As the study below demonstrates, the constipation drug lubiprostone significantly slowed the decline of kidney function (eGFR) in patients with moderate CKD over 24 weeks. The higher dose (16 mcg) outperformed the lower dose (8 mcg), which outperformed placebo. The researchers observed changes in gut bacteria and increased levels of spermidine, which they attribute to mitochondrial protection.

However, from the bioenergetic perspective, the primary mechanism is almost certainly endotoxin reduction. Constipation increases gut transit time, which allows Gram-negative bacteria to proliferate and release large quantities of lipopolysaccharide (LPS). LPS absorbed from the gut circulates to the kidneys, where it triggers inflammation, oxidative stress, fibrosis, and mitochondrial dysfunction. By relieving constipation, lubiprostone reduces LPS load, thereby lowering the inflammatory burden on the kidneys. The observed increase in spermidine may be a secondary or parallel effect — but the core intervention is simply keeping the gut moving.

This explains why Ray Peat recommended carrot salad (fiber that binds endotoxin) and other pro-motility agents for kidney protection. The drug industry has now accidentally validated what Peat has said for decades: treat constipation, lower endotoxin, protect the kidneys. The human-equivalent doses are already provided in the article as the clinical doses used (8 mcg and 16 mcg daily), since this was a human trial — no animal-to-human conversion is needed.
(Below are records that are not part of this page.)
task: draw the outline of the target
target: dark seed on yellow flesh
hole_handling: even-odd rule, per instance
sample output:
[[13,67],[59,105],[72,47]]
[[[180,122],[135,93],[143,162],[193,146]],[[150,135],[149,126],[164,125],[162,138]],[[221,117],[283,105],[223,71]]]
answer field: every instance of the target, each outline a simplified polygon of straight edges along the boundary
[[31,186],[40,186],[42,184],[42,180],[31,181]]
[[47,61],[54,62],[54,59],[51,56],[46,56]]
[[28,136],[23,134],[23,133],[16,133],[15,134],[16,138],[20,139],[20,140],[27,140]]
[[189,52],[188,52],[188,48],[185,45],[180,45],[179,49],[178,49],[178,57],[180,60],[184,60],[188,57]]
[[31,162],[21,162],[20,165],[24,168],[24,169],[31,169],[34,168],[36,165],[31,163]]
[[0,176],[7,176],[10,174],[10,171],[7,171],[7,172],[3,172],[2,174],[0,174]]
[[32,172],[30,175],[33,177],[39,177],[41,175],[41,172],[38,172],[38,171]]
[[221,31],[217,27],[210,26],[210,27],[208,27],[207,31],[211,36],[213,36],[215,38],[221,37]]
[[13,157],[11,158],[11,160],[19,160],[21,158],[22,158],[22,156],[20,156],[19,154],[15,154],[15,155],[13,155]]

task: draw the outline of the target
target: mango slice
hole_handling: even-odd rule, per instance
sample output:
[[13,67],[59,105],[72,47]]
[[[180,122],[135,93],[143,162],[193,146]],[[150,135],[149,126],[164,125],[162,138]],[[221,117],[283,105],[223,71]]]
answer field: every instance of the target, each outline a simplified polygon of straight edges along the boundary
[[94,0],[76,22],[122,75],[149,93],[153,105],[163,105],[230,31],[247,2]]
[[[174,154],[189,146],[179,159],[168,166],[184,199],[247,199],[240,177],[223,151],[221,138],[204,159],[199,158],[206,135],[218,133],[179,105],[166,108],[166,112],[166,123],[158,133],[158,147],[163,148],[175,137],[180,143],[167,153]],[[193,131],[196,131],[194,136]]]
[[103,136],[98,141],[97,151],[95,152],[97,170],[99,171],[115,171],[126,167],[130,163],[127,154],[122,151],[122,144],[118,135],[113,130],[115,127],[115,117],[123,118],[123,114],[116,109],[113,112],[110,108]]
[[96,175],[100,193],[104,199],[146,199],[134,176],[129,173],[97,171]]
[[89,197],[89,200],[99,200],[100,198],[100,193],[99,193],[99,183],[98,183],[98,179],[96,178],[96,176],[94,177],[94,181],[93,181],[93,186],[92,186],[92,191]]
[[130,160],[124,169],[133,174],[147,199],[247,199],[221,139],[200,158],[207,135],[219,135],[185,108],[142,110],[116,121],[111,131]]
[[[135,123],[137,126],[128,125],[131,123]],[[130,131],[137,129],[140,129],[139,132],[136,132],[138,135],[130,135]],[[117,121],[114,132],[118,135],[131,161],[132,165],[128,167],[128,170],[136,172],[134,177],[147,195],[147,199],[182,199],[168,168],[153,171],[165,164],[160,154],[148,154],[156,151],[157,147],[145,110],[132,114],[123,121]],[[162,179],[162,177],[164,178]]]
Once again, a simple intervention targeting gut motility outperforms complex pharmaceutical approaches by addressing the root issue: endotoxin-driven inflammation.

https://doi.org/10.1126/sciadv.adw3934

https://www.earth.com/news/common-constipation-drug-lubiprostone-may-also-protect-failing-kidneys/

“Some received a placebo. Others took 8 micrograms or 16 micrograms of lubiprostone daily for 24 weeks… The primary measure was estimated glomerular filtration rate (eGFR). In moderate kidney disease, that number falls year over year.”

“Patients on placebo did what the research predicted. Their eGFR drifted downward over the six-month window. The lubiprostone groups did not – or did so more slowly. Higher doses held kidney function steadier. The 16 microgram group outperformed the 8 microgram group, which in turn outperformed placebo.”

“When the gut microbiome falls out of balance, inflammation tends to rise and bacterial byproducts that should leave the body start to build up instead.”

“The mechanism is where the work gets strange… the drug had reshaped which bacteria were thriving in patients’ guts… Spermidine has drawn attention in aging research for its effects on mitochondria – the tiny structures inside cells that turn nutrients into usable energy. Kidney cells… are particularly sensitive to mitochondrial decline.”

“Going in, the researchers had a different prediction. They expected lubiprostone to lower uremic toxins… That is not what happened. Uremic toxin levels held roughly steady throughout. The kidney benefit traveled through a different route entirely: gut bacteria changes and mitochondrial support, not detoxification.”